Four studies involving 594 participants were included in this review. The studies assessed the effectiveness of six psychosocial interventions: CBT, TSF, BI, HHP, MI, and BMI. There was significant clinical and methodological heterogeneity among the included studies, which precluded meta-analysis. Comparing different psychosocial interventions, there was only one study for each comparison. Most of the comparisons were not statistically significant, except for decreased alcohol use at three months and nine months in the BI study . Surprisingly, these results favored the control intervention. This could be interpreted in light of the main limitations of this study, namely, the standard intervention provided to the control group was ‘too strong’ to enable reasonable comparison with the intervention group, and the intervention group had a high proportion of people with alcohol addiction who received the 15-minute-long brief alcohol intervention. This is in contradiction to the manual for BIs, which states that people with alcohol addiction should not receive BI, but should be referred to a specialized, more intensive treatment . Also other systematic reviews examining the general population indicated that BI was effective for harmful/ hazardous use, but not for dependence [12, 15]. Finally, participants receiving BMI were significantly more likely to reduce their alcohol use by seven or more days in the past 30 days at six months’ follow-up, compared to the control group .
Our review was systematic, but not without weaknesses. We did not limit our searches to studies published in English; however, studies in non-English languages may have been missed because they are commonly less frequently indexed in the selected databases. Unpublished studies may also have been missed. Unpublished studies are likely to have negative results, which is why they are not published. The major limitation of the review process was that most trials did not provide enough published data or did not provide data in a form that could be extracted for meta-analysis. Although the lead authors of all four studies were emailed, only two responded and provided further data. Furthermore, we could not include a number of potentially relevant studies, because they involved drug users without problem alcohol use in their samples.
Similar to our work, two previous narrative reviews were unable to identify evidence to answer our question or to conduct a meta-analysis [17, 18]. Subsequently, they based their conclusions on evidence coming from mixed-type studies (for example, case studies and RCTs) or studies that included illicit drug users without a concurrent problem alcohol use. We excluded these types of studies. Furthermore, the review by Arias et al.  discussed 14 reports/studies related to treatment of co-occurring alcohol and cocaine/opioid dependence, two of which were included in our review.

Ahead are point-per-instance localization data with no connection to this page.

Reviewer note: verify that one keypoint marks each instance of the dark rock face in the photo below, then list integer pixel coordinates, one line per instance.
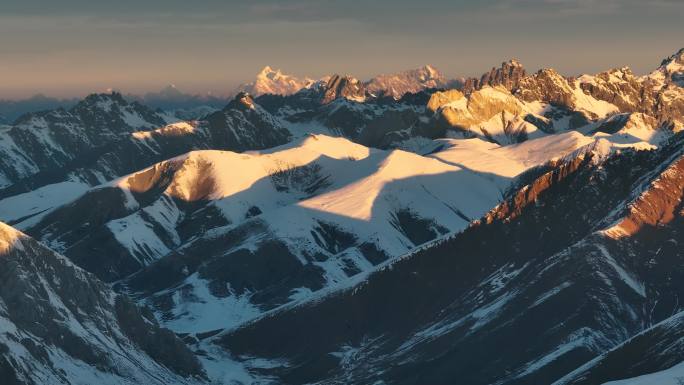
(68, 307)
(546, 85)
(533, 273)
(508, 75)
(412, 81)
(343, 87)
(116, 151)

This review is unintentionally tapping into an important question: what constitutes standard maintenance/outpatient treatment? It appears that all standard treatments contain some type of psychosocial support, which varies considerably, and this makes it difficult to evaluate the added value of additional services. This was true for studies included in our review and, in addition, the process of assessment or quick feedback following the assessment, or both, resulted in improved alcohol outcomes among the participants.